The Data Engineer will handle ground-level technical execution, building and maintaining robust ETL/ELT pipelines to feed the newly defined data warehouse. This role focuses on the tactical ingestion, cleaning, and optimization of data streams coming from disparate legacy systems (WMS, ERP, CRM) to ensure data quality and predictive agility.
- 5 to 7 years of core hands-on engineering experience building, monitoring, and maintaining enterprise ETL/ELT data pipelines.
- Technical Ingestion Frameworks: Strong execution background with Azure Data Factory (ADF), DBT (Data Build Tool), Apache Spark, or Python-based data frameworks.
- Schema Management: Proven track record of managing ground-level data warehouse implementations, system schemas, and automated data validation layers.
- ETL/ELT Pipeline Development: 3+ years of experience constructing data pipelines utilizing tools such as Azure Data Factory (ADF), DBT, Apache Spark, or Airflow.
- Strong Database Fundamentals: Expert-level SQL skills and mid-to-advanced proficiency in Python or Scala for data manipulation and scripting.
- Cloud Platform Execution: Hands-on engineering experience within at least one major cloud data platform (Snowflake, Databricks, or Azure Synapse).

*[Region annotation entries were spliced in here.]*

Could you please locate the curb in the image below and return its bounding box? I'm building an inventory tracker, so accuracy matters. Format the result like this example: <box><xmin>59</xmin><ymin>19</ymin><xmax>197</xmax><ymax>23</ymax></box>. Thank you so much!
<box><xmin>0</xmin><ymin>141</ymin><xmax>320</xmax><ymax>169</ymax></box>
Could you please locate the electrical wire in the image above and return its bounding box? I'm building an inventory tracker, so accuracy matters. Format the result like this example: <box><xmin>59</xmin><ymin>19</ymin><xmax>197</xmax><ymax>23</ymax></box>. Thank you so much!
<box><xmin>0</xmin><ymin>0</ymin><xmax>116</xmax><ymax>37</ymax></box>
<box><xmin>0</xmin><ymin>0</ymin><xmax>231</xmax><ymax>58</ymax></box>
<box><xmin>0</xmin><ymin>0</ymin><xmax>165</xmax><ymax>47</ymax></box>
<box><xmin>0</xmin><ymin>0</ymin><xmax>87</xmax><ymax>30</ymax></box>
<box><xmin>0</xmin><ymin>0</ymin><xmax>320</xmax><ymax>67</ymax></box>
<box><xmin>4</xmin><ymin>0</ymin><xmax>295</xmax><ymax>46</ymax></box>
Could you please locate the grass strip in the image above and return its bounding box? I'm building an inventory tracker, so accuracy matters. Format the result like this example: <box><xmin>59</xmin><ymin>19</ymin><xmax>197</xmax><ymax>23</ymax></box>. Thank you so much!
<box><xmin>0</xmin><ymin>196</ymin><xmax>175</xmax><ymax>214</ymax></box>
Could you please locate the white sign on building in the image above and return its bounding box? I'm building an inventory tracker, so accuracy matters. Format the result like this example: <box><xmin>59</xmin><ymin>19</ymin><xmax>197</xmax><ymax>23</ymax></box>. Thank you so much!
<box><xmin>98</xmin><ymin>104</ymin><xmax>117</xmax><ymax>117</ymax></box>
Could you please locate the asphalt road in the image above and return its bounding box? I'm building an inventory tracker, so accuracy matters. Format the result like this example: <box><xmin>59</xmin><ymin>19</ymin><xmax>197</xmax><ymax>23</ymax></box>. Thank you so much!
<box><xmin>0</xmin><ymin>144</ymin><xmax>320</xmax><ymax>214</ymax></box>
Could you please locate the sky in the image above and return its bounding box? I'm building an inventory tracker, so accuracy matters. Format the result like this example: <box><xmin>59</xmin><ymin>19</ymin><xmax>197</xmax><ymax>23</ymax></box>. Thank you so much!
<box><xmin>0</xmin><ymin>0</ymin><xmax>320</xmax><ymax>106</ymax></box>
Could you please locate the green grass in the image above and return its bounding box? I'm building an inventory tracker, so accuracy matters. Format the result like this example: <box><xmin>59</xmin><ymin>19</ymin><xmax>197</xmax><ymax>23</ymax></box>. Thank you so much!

- Data Quality Engineering: Experience implementing automated validation checks to prevent dirty data from corrupting reporting layers.
- Experience extracting data from core transaction systems, specialized logistics systems (WMS), or cloud ERP APIs (NetSuite).
- Experience building or consuming standardized API Gateways for middleware integrations.
- Experience working with real-time or streaming data ingestion (Kafka, Azure Event Hubs).
- Familiarity with CI/CD deployment pipelines for data infrastructure.